Here's a couple pictures of the tool, fixture, work support, whatever one wants to call it.

closed;









open;









Now I have no idea what this is called or what it was originally made for. But it has been great for cutting plywood, siding, etc… without pinching the saw blade, causing kickback. It's also make a nice quick work table that doesn't sag regardless of a less than prefect surface to setup on.

A friend saw this tool and wanted to get one for himself. I told him that I saw something very similar at a Lowes store not long after I got this one. We checked, they don't sell the model I saw in the store anymore. What they're now selling is a smaller version barely big enough for a half a sheet of plywood. That said, we went online and found the maker's website. There you can find models similar in size to the one I have. Myself, I haven't used the Centipede version so I can't write a tool review about the fixture. That's why I'm posting this info here in the forum section.

By all appearances I would guess that what Centipede.com is selling would work as well as the fixture I'm using.

While this won't replace all the uses for traditional saw horses, it does complement having saw horses making some work easier & safer than traditional saw horses.

http://centipedetool.com/

P.S. if anybody knows what the item I have pictured was originally made for I'd appreciate learning about it.


----------



## runswithscissors (Nov 8, 2012)

Seems like you would have to be very careful to avoid sawing into the support tops. Maybe put down a sacrificial sheet of thick insulating foam first?


----------



## devann (Jan 11, 2011)

Yes, you do want to be aware of where your blade is cutting if not using a sacrificial surface. When using any work support I typically use a sacrificial piece of wood when making a lot of cuts, be it a sheet of OSB or plywood. I usually use the cheapest material I have on hand to cut on for any application, whether using this setup or traditional saw horses. This work support doesn't replace traditional saw horses when cutting longer pieces of lumber like rafters, joist, stair stringers, etc…..

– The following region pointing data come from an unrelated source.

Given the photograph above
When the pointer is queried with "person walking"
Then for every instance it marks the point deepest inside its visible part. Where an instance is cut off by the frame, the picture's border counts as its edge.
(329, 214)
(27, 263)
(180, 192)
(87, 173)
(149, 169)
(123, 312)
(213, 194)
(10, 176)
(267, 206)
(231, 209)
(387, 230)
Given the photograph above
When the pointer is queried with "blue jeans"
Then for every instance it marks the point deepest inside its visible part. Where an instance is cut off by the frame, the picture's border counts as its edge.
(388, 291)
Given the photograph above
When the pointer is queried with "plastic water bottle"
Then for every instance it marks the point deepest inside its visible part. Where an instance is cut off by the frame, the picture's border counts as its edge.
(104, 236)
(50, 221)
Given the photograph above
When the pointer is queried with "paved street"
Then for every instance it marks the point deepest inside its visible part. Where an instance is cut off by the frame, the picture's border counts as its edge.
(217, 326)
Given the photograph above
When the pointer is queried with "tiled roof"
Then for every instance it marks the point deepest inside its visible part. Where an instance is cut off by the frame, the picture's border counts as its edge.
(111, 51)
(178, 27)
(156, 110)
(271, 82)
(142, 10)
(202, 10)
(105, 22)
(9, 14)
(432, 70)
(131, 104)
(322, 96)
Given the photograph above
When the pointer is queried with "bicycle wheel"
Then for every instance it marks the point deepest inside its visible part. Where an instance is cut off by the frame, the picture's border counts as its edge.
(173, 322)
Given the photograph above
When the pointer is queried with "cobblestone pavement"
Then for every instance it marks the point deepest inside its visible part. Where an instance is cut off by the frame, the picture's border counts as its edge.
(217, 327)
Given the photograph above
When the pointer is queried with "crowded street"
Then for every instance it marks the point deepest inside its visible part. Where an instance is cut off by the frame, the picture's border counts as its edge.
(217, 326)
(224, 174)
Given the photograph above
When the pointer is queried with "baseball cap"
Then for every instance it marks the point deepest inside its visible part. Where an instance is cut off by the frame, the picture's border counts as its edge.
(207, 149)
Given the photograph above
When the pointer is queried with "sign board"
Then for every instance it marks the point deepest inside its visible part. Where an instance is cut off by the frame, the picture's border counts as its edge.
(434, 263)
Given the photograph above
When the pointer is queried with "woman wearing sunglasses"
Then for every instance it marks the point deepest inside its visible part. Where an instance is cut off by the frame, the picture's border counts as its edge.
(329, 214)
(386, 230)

Mostly I like to use this with a sheet of 3/4' plywood for a quick, flat work surface on the job site. Generally it's used for work assembly, and tool support.


----------



## r33tc0w (Jan 27, 2017)

That is a pop Up Display for a convention booth, backwall, etc. Used in the signage industry. However, this appears to be missing the locking arms which allows it to stand vertical. The velcro around the perimeter secures a dye sub stretch fabric print to the frame

http://www.theexhibitorshandbook.com/portable-displays/collapsible-displays/hopup-tension-fabric


----------



## devann (Jan 11, 2011)

Thanks r33tc0w. There are some hooks that are hard to see in the photo. There are also some decals indicating 
<top

It works well for what I use it for.


----------



## runswithscissors (Nov 8, 2012)

Seems like you would have to be very careful to avoid sawing into the support tops. Maybe put down a sacrificial sheet of thick insulating foam first?


----------



## Woodchuck2010 (Jan 19, 2016)

That indeed is the centipede. It does look like you have it upside down in the pic. I have a small one that I got at Lowes. It works pretty good for some things and supports a lot of weight. Mine came with some clamps and hold downs. Not bad for free! On second thought I think r33tc0w is correct. It looks a little different then mine. Same idea, different use.


----------